Trim pieces made of extruded aluminum with a clear anodized finish were specified for the inside corner transitions at Goldsmith Village Townhomes in Denver.

Installation of Extruded Aluminum Architectural Reveals

For proper installation, always check with the manufacturer’s instructions. Typically, though, stainless steel fasteners are recommended for extruded aluminum pieces. Trim profiles may be secured in place with a few stainless steel nails until fastened through panels and into sheathing during panel or plank fastening per siding manufacturer’s instructions. Also very commonly used and accepted are galvanized fasteners.

It is recommended by most manufacturers that inset fiber cement panels be fastened to the wall with stainless steel Torx head screws or hot-dipped galvanized siding nails.
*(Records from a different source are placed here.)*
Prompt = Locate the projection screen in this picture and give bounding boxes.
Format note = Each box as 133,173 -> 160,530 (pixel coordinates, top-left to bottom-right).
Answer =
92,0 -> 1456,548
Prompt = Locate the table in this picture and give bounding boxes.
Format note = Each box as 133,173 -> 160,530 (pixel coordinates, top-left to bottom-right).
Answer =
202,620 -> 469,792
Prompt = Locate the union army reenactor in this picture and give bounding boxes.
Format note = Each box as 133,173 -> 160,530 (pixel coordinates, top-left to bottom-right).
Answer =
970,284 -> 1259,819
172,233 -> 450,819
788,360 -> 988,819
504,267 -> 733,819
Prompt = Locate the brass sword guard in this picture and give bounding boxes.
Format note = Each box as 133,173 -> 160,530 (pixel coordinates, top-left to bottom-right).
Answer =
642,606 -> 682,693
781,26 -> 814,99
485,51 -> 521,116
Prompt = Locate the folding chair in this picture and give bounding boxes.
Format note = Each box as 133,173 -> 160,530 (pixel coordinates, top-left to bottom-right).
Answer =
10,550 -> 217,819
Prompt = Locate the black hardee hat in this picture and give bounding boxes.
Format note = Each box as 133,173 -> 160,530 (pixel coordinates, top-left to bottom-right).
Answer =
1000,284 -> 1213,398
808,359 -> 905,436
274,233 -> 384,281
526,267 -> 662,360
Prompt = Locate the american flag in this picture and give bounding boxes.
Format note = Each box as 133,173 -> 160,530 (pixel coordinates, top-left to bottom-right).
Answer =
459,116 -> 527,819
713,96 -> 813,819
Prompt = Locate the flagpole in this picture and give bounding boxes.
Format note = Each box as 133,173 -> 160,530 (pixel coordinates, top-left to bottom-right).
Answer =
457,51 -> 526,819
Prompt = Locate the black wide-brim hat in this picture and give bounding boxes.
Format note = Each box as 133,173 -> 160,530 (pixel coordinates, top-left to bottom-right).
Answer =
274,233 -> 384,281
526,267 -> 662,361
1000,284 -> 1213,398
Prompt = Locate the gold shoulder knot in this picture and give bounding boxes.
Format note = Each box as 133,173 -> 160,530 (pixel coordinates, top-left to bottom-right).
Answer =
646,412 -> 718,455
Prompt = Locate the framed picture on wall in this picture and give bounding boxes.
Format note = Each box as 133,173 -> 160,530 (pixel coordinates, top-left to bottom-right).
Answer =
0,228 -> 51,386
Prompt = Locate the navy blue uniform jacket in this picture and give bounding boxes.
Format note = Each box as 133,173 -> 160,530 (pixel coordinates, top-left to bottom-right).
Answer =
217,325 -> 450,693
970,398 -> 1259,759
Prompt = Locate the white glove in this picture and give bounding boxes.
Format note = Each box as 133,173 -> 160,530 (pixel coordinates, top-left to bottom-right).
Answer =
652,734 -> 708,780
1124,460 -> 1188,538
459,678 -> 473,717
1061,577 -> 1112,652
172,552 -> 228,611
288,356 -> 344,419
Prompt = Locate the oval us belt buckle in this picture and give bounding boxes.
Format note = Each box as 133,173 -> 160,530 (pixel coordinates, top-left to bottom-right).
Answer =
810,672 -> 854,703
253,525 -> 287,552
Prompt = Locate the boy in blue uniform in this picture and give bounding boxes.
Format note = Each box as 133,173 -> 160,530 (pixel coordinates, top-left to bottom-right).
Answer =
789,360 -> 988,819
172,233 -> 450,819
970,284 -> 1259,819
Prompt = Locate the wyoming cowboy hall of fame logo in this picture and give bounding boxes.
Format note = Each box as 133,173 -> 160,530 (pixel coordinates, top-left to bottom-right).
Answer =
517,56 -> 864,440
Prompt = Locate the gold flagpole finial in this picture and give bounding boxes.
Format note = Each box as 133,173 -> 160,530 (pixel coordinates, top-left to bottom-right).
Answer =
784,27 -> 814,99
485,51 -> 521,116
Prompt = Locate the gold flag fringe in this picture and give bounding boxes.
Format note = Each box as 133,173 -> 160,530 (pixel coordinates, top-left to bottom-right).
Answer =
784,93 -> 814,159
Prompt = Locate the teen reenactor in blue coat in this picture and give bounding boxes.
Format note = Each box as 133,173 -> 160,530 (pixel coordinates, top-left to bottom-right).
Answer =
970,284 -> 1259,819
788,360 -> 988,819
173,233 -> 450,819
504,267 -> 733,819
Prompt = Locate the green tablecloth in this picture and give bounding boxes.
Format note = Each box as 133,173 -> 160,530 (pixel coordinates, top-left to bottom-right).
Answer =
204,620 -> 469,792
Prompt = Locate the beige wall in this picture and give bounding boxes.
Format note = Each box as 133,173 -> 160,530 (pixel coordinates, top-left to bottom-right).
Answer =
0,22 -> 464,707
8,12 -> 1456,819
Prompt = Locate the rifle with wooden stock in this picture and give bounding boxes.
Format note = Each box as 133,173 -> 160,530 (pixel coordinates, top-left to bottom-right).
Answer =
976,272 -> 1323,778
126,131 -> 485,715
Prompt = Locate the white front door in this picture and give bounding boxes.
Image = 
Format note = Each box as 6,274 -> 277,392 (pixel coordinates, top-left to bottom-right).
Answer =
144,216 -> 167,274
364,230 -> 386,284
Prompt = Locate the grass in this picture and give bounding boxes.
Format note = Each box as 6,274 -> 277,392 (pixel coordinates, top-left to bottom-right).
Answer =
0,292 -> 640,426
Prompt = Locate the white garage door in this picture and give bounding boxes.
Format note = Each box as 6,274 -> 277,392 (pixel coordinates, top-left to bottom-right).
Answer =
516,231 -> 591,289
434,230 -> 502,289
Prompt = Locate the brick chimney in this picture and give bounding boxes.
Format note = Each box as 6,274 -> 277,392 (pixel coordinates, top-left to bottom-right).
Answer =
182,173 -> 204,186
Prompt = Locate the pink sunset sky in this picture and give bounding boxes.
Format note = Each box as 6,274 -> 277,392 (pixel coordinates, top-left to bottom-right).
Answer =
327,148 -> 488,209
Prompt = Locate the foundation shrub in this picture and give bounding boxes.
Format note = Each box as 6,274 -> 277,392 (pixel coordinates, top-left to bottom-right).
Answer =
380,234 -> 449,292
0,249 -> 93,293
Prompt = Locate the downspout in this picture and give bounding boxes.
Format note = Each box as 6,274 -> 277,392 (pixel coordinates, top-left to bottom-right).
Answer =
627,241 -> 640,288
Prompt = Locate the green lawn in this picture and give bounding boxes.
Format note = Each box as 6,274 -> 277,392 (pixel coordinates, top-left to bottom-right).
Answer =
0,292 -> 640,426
As per manufacturer’s instructions, sealant is likely recommended between butt joints where two trims come together. Further protection may be created by use of a piece of flashing behind the butt joint or with a metal flasher behind the joint.

LEED and Green Building

Depending on the manufacturer, extruded aluminum trim may be made from up to 75–100 percent post-industrial and post-consumer scrap. It’s good to remember that extruded aluminum is extremely durable and should outlast caulk by generations. The installation process itself is inherently sustainable, as it saves some cutting and ripping of siding materials. These factors may help the building achieve credits from LEED or other green building rating systems. For LEED certification, aluminum trims and reveals can earn or contribute to credits in the Materials and Resources 4.1 and 4.2 categories. These credits require a minimum percentage of the value of the building materials to be recycled.